Dunque, i cambiamenti sono necessari proprio per far uscire quella rana, farla tornare a crescere libera, azzerando tante “scelte sbagliate del passato. A partire dall’Irap, e faccio un esempio che conoscete tutti – spiega Simoni – Una tassa magari nata con buoni propositi, accorpando tanti balzelli regionali, ma diventata soffocante specie per la piccola e media impresa”. E naturalmente cambiare le leggi sul lavoro, e qui si parla di Jobs act: “Una riforma che dà quella chiarezza necessaria sia alle imprese, che non sapevano quanto costava assumere dipendenti e quanto costava licenziarli, ma che fornisce chiarezza anche ai lavoratori. Una riforma che rende più trasparenti i rapporti lavorativi, ma anche personali. Il Governo sta facendo delle riforme che toccano le persone da vicino, e in positivo: scuola, magistratura, costituzione, lavoro”.
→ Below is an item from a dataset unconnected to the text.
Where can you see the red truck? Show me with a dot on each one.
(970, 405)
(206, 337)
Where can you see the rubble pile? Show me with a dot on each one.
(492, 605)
E c’è naturalmente l’internazionalizzazione, la grande chance servita alle imprese italiane sia dalla globalizzazione, sia dall’eccellenza assoluta dei prodotti di casa nostra in molti campi. Simoni, che ha lavorato con un grande sostenitore del commercio internazionale come il sottosegretario Calenda, cita un dato sorprendente: “Dal 2010 al 2013, gli ultimi dati disponibili, l’export italiano è cresciuto di più di quello francese e tedesco. Perché? Perché le cose italiane piacciono, ovunque. Perciò se riuscissimo a liberare questo Paese da una serie di ostacoli non abbiamo nulla da temere dalla globalizzazione, ma anzi ne diventeremo protagonisti”. Qualche dubbio, in sala, sul ruolo e l’efficienza dell’Ice, l’Istituto per il commercio estero, frutto di cattive esperienze del passato di alcuni imprenditori.
E vai di domande. Chiedono se la politica sia pronta a questa svolta. Simoni: “Anche la Tatcher e Mitterand all’inizio furono eletti per un pelo, rischiarono di non essere rieletti, ma divennero enormemente popolari quando i cittadini si resero conto che le loro riforme stavano funzionando”.
Da Civita Castellana, il presidente del comparto ceramico di Federlazio, Augusto Gigliozzi, chiede quale valore aggiunto potrebbe dare la creazione di un marchio ad hoc per le ceramiche falische: “Enorme – replica Simoni – perché consente di fare pooling. Un bel marchio, un bel sito internet e una pubblicità su scala mondiale darebbe una grande forza internazionale al made in Civita”. E chissà che non sia la volta buona per riuscirci, dopo vent’anni di tentativi.
Mocci invita: “Come diceva Giovanni Paolo II: damose da fa’“. E il professore, di contro: “Sì, ma damose da fa’ tutti, senza sconti per nessuno. Certo, associazioni come Federlazio possono dare una spinta decisiva alla cultura del fare e del cambiare”. Finisce così, perché è tempo di andare a cena e, da domani (che poi sarebbe oggi) ricominciare a lavorare, a lavorare, a lavorare.